In a transaction echoing the sale of Britain's iconic Cadbury chocolate brand to Kraft Foods Inc, Tate said that it will receive 211 million pounds ($315 million) for the sites. The British company will be left with Splenda, the world's second-largest low-calorie sweetener, and a global additives and ingredients business.
The retreat from an industrial empire founded by Henry Tate, benefactor of London's Tate Gallery, comes nine months after Javed Ahmed, 50, took over as chief executive officer. Ahmed said the company's priority is to expand in food ingredients used in Kraft and Kellogg Co products and which accounted for 66 percent of earnings last year.
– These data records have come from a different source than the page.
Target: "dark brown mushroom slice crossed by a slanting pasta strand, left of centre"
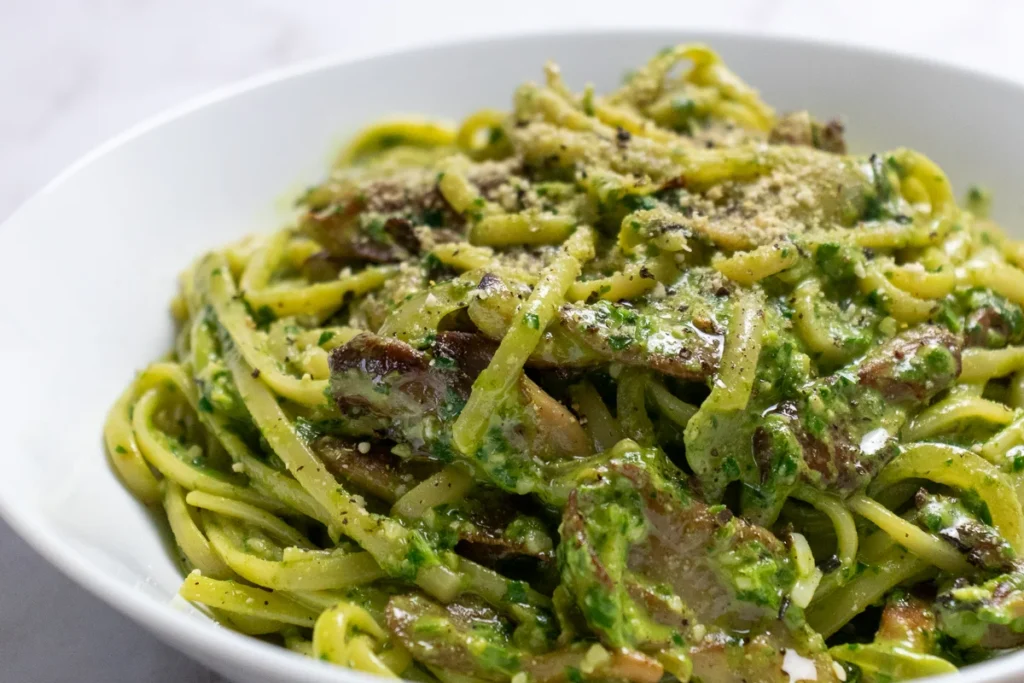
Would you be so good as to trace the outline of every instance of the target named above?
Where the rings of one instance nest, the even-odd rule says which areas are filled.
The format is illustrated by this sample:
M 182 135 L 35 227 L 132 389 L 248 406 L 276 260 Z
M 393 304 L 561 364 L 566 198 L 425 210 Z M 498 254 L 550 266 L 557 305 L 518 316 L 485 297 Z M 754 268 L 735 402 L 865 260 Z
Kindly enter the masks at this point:
M 451 462 L 465 458 L 452 444 L 452 425 L 495 348 L 460 332 L 439 334 L 430 353 L 362 334 L 331 353 L 331 391 L 346 417 L 369 417 L 415 454 Z M 523 375 L 469 461 L 492 483 L 522 494 L 545 483 L 544 463 L 590 453 L 575 417 Z

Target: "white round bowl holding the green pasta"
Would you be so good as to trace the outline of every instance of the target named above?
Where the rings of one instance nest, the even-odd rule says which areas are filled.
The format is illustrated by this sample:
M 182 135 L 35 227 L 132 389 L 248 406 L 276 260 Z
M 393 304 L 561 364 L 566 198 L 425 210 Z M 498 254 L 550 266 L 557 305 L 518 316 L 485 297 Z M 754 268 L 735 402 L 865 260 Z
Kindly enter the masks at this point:
M 1024 88 L 951 67 L 800 41 L 612 32 L 461 43 L 272 74 L 103 145 L 0 228 L 4 517 L 72 579 L 228 678 L 369 680 L 221 629 L 174 600 L 181 574 L 162 523 L 122 487 L 102 452 L 108 408 L 137 369 L 170 347 L 167 304 L 181 267 L 205 249 L 276 227 L 288 200 L 364 124 L 507 106 L 516 84 L 539 79 L 547 59 L 573 86 L 608 89 L 659 48 L 694 40 L 719 50 L 780 111 L 843 115 L 855 151 L 919 148 L 958 191 L 980 182 L 995 193 L 997 218 L 1024 224 Z M 966 676 L 1021 677 L 1024 653 Z

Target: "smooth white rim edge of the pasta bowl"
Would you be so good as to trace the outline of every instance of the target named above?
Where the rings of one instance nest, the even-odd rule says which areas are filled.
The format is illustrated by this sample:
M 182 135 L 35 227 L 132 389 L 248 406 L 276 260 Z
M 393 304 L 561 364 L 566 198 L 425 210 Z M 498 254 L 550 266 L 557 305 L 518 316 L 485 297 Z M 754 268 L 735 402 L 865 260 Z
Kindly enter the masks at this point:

The sale of Cadbury Plc, founded in 1824, to Northfield, Illinois-based Kraft in January led to a campaign to "Keep Cadbury British" by the Mail on Sunday newspaper and saw the then UK Business Secretary Peter Mandelson describe the company as an iconic brand.
The sale of Tate's sugar business, which includes its Golden Syrup brand first tinned in 1885, is a "different proposition", said Investec Securities analyst Martin Deboo by phone from London.
Unlike Cadbury, Tate had a "facade of an iconic brand concealing a broken economic model", he said. Tate is "essentially a corn refining business in North America".
Shares in Tate rose 14.7 pence, or 3.3 percent, to 464.4 pence at 9:41 am in London, giving the company a market value of 2.1 billion pounds.
Tate has been selling businesses and closing plants since the European Union cut sugar-production quotas, moving its focus to higher-margin products, including food ingredients and sucralose sweeteners. Tate sold its Canadian sugar unit to American Sugar Refining in 2007 for 132 million pounds and then in 2008 its international sugar business to Bunge Ltd.
Tate, which started refining sugar at its London site in 1878, is selling its refineries in Portugal and the UK and its Golden Syrup factory in London.
"The transaction is expected to be neutral to the group's adjusted earnings per share on total operations in the 2011 financial year," it said.
"It's a very sweet deal," said Investec's Deboo. "We'd have been happy to see them exit it on a dilutive basis," probably by closing the business and selling the land, he said. "Instead they're selling it as a going concern for considerably more than we expected."
Tate now plans to sell its remaining sugar operations, including its Vietnamese unit and its molasses assets, Ahmed said.